Coating Applications for Spur Gears

Introduction

The power density of a gearbox is an important consideration for many applications and is especially important for gearboxes used on aircraft. One factor that limits gearbox power density is the need to transmit power for the required number of cycles while avoiding gear surface fatigue failure (micropitting, pitting, or spalling). Effective and economical methods for improving surface fatigue lives of gears are therefore highly desirable. Thin, hard coatings have potential for improving gear performance. In fact, coatings are reported to have some successful applications [1-3] where product durability improvements have been achieved by the application of thin, hard coatings to gears.

Diamond-like carbon and related materials have the potential for a wide variety of applications that require wear protection and/or low-friction properties. Because of the widely recognized potential, the deposition methods and resulting properties of the films have been studied extensively [4-6]. Today’s deposition technology allows for the production of a great diversity of coatings, but the ability to tailor the tribological behavior of a coating for a particular application has been elusive.

Aerospace gearing requirements are demanding, calling for high power density, long life, and excellent reliability. The low friction properties and high hardness of diamond-like and related coatings offer the possibility to improve the performance of aerospace gearing. Naik, et al [7] tested the adherence and toughness of two coatings using both disk-on-rod rolling-contact and gear tests, and they reported promising results. Alanou, et al [8] found that coatings could increase the scuffing load capacity of rolling and sliding disks used to simulate aerospace gearing contacts, but they also reported poor adherence for one particular substrate and coating combination. Joachim, Kurz, and Glatthaar [3] reported promising results of evaluations of tungsten carbon carbide and amorphous boron carbide coatings using laboratory tests, but they also report mixed results when applying such coatings to commercial applications.

The purpose of the present investigation was to compare the surface fatigue lives of coated and uncoated gears using accelerated life tests. The testing is considered as accelerated in that the contact stresses used for testing exceeds the stresses used for design of the target application (helicopter gearing). The metal-containing, carbon-based, diamond-like (Me-DLC) coating selected for this study was designed specifically for the aerospace gearing applications.
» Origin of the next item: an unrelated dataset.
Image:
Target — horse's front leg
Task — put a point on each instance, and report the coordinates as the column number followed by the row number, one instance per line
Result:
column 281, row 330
Description of the Test Gears, Lubricant, and Coating

The test gears used for this work were manufactured in one lot from a single heat of consumable-electrode, vacuum-melted (CVM) AISI 9310 steel. The nominal chemical composition of the AISI 9310 material is given in Table 1. The gears were case carburized and heat treated according to Table 2. Figure 1 is a photomicrograph of an etched and polished gear tooth showing the case and core microstructure of the test gears. The nominal properties of the carburized gears were a case hardness of Rockwell C60, a case depth of 0.97 mm (0.038 in.), and a core hardness of Rockwell C38. The test gears were a subset of a larger lot of gears that were used by Townsend and Shimski [9] to study the influence of elastohydrodynamic film thickness and extreme pressure additives on gear surface fatigue life.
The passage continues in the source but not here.